Stephens, who returned to competition at Wimbledon after nearly a year off because of a foot injury, recovered from a second-set meltdown to end ninth seed Williams’s hopes of reaching a third major final this year.

A ruthless Madison Keys crushed CoCo Vandeweghe 6-1, 6-2 in the second semi-final.It will be the first time two American women have played for the title since 2002 when Venus lost 6-4, 6-3 to her younger sister Serena Williams.

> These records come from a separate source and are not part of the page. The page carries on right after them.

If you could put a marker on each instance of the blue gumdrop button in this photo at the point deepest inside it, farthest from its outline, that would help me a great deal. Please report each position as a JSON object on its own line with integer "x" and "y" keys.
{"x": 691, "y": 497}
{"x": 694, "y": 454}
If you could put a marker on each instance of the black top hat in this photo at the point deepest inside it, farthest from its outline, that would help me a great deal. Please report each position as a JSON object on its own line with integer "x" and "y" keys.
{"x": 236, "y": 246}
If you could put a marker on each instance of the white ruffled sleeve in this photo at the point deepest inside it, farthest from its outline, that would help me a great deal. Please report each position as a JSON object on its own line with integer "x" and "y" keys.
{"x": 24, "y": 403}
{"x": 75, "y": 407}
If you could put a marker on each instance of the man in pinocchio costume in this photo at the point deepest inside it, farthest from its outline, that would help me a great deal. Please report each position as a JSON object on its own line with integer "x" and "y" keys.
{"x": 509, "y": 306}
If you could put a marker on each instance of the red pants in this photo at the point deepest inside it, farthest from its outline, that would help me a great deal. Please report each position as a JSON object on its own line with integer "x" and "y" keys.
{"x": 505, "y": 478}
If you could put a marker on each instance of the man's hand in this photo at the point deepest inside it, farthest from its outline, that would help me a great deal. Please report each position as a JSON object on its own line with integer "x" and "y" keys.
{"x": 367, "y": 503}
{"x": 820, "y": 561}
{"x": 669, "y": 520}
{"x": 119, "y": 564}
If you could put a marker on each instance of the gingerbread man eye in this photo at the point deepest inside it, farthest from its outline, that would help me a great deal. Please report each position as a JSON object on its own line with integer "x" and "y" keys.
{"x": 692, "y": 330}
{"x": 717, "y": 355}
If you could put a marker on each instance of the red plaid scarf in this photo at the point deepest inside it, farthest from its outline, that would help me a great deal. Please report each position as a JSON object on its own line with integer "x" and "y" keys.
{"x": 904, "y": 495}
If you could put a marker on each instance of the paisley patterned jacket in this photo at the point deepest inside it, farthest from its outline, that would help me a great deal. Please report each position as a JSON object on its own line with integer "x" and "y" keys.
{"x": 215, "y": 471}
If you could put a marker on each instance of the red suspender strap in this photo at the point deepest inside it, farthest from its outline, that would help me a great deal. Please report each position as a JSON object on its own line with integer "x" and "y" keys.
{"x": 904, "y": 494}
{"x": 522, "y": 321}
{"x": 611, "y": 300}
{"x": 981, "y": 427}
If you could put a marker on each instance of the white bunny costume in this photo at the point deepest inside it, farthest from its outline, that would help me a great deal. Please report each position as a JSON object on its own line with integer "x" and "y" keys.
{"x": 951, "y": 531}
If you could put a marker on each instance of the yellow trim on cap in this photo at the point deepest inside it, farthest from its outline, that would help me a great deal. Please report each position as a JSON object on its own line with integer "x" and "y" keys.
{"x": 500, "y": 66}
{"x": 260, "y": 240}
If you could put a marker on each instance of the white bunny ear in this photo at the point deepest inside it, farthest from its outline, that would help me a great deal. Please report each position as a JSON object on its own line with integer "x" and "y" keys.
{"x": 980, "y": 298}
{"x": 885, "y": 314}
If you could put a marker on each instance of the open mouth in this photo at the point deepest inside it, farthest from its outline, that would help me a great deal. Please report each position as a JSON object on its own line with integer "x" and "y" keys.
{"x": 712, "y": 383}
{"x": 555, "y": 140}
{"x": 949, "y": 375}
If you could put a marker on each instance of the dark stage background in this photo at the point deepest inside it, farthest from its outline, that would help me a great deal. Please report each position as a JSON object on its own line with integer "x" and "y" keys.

“I have no words to describe what I‘m feeling what it took to get here. The journey I took. I have no words,” said Stephens, who underwent foot surgery last February.

“If someone told me I’d make two semis and a grand slam final this year I would have passed out, which is what I feel like doing now. “I don’t know how I got here. Hard work, that’s it.”

The 24-year-old Stephens, 13 years younger than Williams, paid tribute to the seven-time Grand Slam champion.
”For American tennis there’s no question marks. The proof is in the pudding. American tennis, here we are,” she said.

Despite her lack of match play this year, Stephens began confidently and broke for 3-1 when Williams netted a routine forehand and then went on to win the last three games of the set as the 37-year-old strangely appeared to struggle with serve.

Keys, who was absent from the first two months recovering from wrist surgery, delivered an old fashion thrashing as she needed just 66 minutes to beat Vandeweghe, who also lost in the Australian Open semi-finals.

"I definitely was starting to feel it and I was afraid if I went too far into a corner then something more serious could happen so I felt I needed to get it worked on sooner rather than later," said Keys."I feel great right now, I don't think I could feel better than I do now," she added.